With the holiday season approaching, you might be tempted to go for a walk, a stroll, a hike. Which Spanish word fits best? Take a look at this list:
Dar un paseo
To go for a stroll. “Un paseo” doesn’t literally mean walk, so you can combine it with other words (such as “en bicicleta”) to make it into a different leisure activity:
Un paseo por el parque me ayuda a aclarar la mente. = A walk in the park helps me to clear my mind
Vamos a dar un paseo en bici este sábado. + We’re going for a bike-ride on Saturday.
Nuestro perro siempre nos acompaña en el camino al colegio. = Our dog always comes with us on the walk to school.
Solíamos caminar por el bosque. = We used to walk through the Wood.
Hay un largo sendero para caminar a lo largo del río. = There is a long pathway to walk along the river.
Hacer una caminata = to go for a (proper long) walk
La marcha benéfica continuó a pesar de la lluvia. = The charity walk went ahead despite the rain.
[Physical capability of being able to walk]
Mi bebé acaba de aprender a andar. = My baby has just learnéd to walk.
Ir a pie / Ir andando
To go on foot.
Think of this one as a mode of transport, rather than a leisure activity.
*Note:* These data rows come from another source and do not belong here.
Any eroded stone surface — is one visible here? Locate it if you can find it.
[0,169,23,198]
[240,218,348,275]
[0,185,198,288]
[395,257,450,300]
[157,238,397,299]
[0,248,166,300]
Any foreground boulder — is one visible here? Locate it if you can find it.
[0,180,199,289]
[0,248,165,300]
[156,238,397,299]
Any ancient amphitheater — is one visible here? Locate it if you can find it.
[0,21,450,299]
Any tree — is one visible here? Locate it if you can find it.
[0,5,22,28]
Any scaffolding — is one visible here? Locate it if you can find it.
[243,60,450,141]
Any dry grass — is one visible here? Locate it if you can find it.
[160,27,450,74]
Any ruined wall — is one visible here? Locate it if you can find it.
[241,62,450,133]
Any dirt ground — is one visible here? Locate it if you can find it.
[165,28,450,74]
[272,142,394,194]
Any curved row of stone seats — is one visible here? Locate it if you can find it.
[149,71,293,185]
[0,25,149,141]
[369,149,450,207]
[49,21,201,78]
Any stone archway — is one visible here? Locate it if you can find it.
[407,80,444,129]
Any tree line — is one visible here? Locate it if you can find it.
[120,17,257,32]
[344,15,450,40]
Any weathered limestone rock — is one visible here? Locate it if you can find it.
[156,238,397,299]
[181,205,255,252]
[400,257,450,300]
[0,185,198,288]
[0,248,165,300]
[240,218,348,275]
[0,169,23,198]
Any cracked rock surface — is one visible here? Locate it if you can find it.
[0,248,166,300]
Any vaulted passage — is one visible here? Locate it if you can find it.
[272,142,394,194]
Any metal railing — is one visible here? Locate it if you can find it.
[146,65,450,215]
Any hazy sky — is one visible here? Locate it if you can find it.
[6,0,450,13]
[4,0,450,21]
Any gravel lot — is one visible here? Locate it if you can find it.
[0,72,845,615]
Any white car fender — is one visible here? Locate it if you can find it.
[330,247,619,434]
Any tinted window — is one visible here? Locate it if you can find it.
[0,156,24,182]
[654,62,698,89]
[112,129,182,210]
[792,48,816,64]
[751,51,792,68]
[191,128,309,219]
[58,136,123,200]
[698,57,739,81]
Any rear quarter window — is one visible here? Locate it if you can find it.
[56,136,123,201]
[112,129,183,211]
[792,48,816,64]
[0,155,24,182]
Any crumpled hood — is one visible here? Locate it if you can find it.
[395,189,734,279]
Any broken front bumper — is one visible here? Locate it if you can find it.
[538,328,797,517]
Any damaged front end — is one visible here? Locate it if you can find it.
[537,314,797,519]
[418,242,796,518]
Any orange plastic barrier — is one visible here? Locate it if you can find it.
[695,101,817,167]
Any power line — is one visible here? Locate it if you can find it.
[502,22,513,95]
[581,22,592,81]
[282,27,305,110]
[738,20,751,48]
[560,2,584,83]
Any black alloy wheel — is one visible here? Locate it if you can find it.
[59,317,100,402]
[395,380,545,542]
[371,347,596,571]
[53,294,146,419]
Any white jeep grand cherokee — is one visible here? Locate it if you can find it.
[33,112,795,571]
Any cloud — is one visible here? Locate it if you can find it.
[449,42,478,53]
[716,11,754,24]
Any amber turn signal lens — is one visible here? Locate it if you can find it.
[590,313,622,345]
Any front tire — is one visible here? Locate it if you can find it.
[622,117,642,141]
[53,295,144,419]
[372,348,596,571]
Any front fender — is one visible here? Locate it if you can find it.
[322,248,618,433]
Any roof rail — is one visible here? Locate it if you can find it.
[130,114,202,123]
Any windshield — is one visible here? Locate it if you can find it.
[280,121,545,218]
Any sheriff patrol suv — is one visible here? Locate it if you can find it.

Don’t be confused by the literal translation of “ir andando”. “To go walking” sounds like you’re making plans for the summer holiday.
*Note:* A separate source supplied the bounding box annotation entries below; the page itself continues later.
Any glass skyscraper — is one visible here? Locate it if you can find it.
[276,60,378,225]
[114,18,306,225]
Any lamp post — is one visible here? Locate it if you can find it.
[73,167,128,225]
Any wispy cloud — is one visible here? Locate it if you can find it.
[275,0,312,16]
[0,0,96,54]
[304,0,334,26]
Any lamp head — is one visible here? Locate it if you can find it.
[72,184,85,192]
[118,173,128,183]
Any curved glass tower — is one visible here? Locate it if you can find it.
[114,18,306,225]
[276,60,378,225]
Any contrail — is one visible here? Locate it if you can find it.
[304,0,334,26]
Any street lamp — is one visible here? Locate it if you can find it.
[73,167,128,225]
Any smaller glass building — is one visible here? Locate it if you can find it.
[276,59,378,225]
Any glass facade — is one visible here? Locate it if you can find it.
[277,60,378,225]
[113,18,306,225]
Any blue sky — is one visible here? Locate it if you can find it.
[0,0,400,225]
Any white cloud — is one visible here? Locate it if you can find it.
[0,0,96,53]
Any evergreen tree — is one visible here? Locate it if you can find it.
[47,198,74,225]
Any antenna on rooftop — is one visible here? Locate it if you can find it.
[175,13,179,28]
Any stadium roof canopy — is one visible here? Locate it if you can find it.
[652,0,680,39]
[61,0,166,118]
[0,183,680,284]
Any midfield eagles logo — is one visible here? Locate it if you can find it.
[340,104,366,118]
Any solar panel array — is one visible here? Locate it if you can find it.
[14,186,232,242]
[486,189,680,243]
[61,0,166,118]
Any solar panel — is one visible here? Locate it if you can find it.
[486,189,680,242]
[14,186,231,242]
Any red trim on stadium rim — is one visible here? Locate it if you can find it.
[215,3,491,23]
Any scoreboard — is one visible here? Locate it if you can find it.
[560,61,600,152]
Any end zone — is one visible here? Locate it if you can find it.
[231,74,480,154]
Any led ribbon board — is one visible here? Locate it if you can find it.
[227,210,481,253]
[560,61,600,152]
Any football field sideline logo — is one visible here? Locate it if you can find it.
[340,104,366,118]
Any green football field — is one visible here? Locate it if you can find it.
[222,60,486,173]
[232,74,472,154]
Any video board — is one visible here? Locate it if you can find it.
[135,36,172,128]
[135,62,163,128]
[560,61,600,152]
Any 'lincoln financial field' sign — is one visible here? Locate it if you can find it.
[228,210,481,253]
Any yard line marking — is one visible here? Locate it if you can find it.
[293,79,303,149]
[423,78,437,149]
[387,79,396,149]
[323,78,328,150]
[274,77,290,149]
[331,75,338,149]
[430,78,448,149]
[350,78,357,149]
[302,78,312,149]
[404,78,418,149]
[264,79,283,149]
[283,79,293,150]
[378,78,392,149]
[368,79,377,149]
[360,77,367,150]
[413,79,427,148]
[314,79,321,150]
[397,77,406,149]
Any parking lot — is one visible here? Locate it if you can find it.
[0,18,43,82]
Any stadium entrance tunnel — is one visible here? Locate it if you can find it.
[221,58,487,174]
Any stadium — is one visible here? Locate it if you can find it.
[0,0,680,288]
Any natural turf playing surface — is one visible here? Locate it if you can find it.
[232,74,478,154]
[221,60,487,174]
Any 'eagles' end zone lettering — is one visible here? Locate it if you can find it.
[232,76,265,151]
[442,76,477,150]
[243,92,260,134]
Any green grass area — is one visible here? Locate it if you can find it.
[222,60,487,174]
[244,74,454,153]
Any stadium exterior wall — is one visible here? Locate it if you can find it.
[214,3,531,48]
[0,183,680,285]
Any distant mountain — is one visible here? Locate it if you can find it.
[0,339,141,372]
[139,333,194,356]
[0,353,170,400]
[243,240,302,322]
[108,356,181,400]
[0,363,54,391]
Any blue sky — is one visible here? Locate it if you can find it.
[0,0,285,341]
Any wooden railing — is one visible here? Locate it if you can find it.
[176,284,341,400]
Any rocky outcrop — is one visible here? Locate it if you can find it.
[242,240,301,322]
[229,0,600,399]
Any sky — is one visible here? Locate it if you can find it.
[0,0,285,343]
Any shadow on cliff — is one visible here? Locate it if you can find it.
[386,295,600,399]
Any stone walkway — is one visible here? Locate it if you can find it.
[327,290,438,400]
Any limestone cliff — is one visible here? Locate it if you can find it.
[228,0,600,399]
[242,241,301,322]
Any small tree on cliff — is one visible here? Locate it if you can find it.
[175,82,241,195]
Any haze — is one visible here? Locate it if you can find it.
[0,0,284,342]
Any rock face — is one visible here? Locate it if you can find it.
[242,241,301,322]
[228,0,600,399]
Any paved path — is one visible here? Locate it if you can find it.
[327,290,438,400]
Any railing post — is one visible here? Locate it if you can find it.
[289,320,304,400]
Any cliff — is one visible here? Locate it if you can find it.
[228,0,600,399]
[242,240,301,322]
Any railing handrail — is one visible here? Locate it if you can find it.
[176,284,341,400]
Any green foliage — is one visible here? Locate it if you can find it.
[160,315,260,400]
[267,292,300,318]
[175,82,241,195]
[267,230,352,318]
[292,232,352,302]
Mi marido va andando a la estación. = My husband walks to the station (rather than taking a taxi)
(Hacer) el senderismo / excursionismo
Remember: as with most leisure activities in Spanish you do not “go” walking/skiing/swimming as we do in English, but use “hacer” or “practicar”.
El excursionismo es una actividad de ocio popular en España. = Hiking is a popular leisure activity in Spain.
Disfruto de actividades al aire libre como el senderismo y pescar. = I enjoy outdoor activities like hiking and fishing.